= Henry Petre (colonist) =

Henry William Petre (1820 – 3 December 1889) was colonial treasurer of New Munster Province. He was a member of the New Zealand Legislative Council from 31 December 1853 to 6 November 1860, when he was disqualified for absence.

He was one of the founders of Wellington, arriving in 1840 on the Oriental. The Petre family was one of the first and most prominent colonial families of New Zealand; giving their name to Petre Bay, Chatham Island, and originally the town of Wanganui, north of Wellington. In 1841, Petre published an account of his time in Port Nicholson and Wellington. Petre returned to England to find a wife 13 months after arriving. His father sent for Mary Ann Eleanor Walmsley, then 15 years old and brought up in a convent, and the wedding happened in 1842. Mary Ann Petre's diary also survives.

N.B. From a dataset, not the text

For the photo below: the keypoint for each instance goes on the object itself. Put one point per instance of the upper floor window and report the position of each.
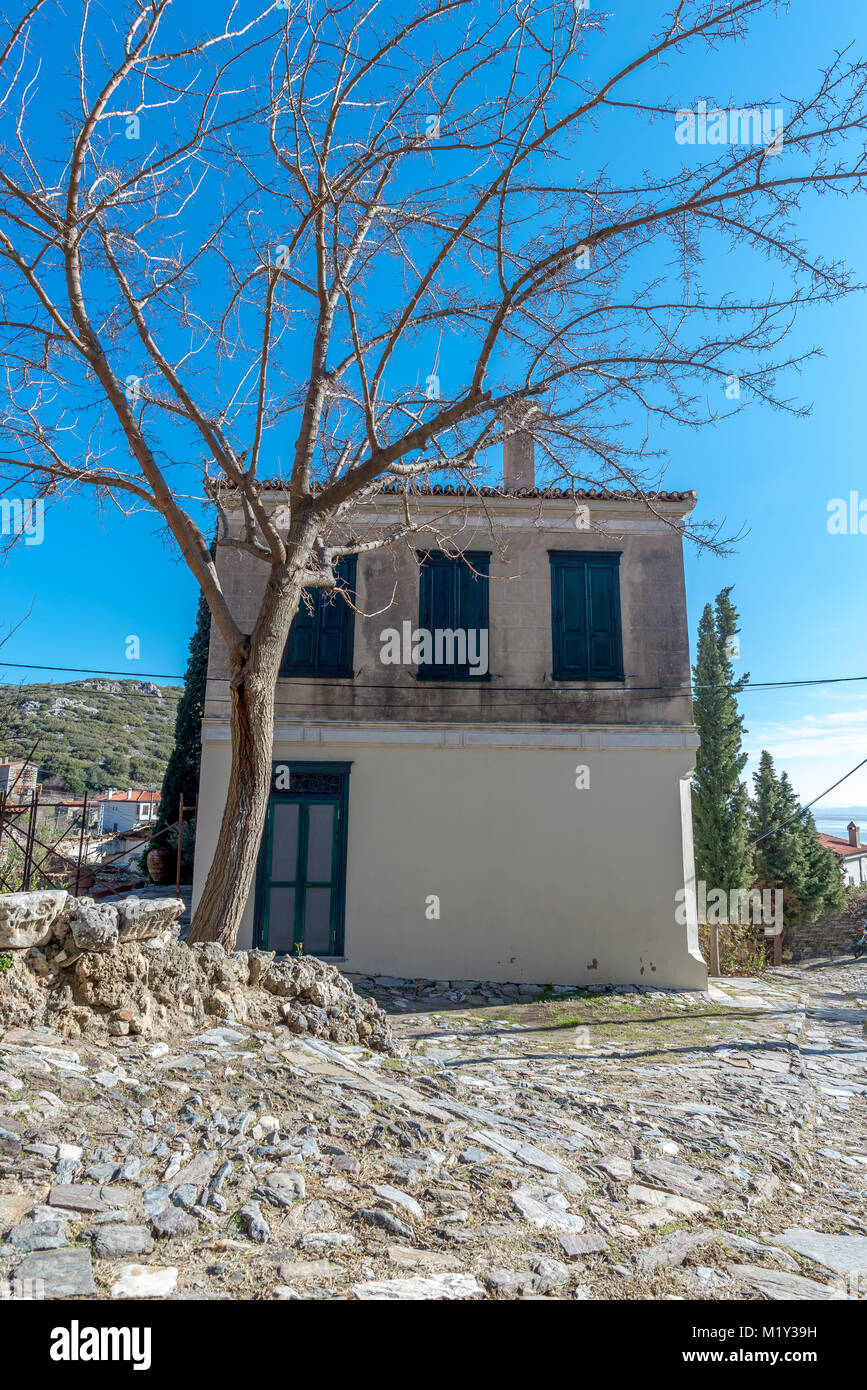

Petre lived in the Hutt Valley, and with Vavasour and Charles Clifford established a sheep station in the Wairarapa.

Governor Sir George Grey appointed Petre to be Postmaster-General on 13 August 1853, but his appointment was not accepted by the First Parliament that met in 1854, and he left for England early in the new year.

He returned with his family to England in April 1855. His first wife died in 1885, and he remarried to the widow Sara Tolme. He died in Essex in 1889.

He seems to have been a man of strange appearance, from the description by his contemporary, the New Zealand social commentator Charlotte Godley: "He is immensely tall and thin and looks like a set of fire irons badly hung together".

His father William Petre, 11th Baron Petre, was chairman of the New Zealand Company. The Petres were an aristocratic family from Ingatestone in Essex, England, and the Wellington suburb of Thorndon was named after their Thorndon Hall estate in England. The family were recusant Roman Catholics.

The architect Francis Petre was his son.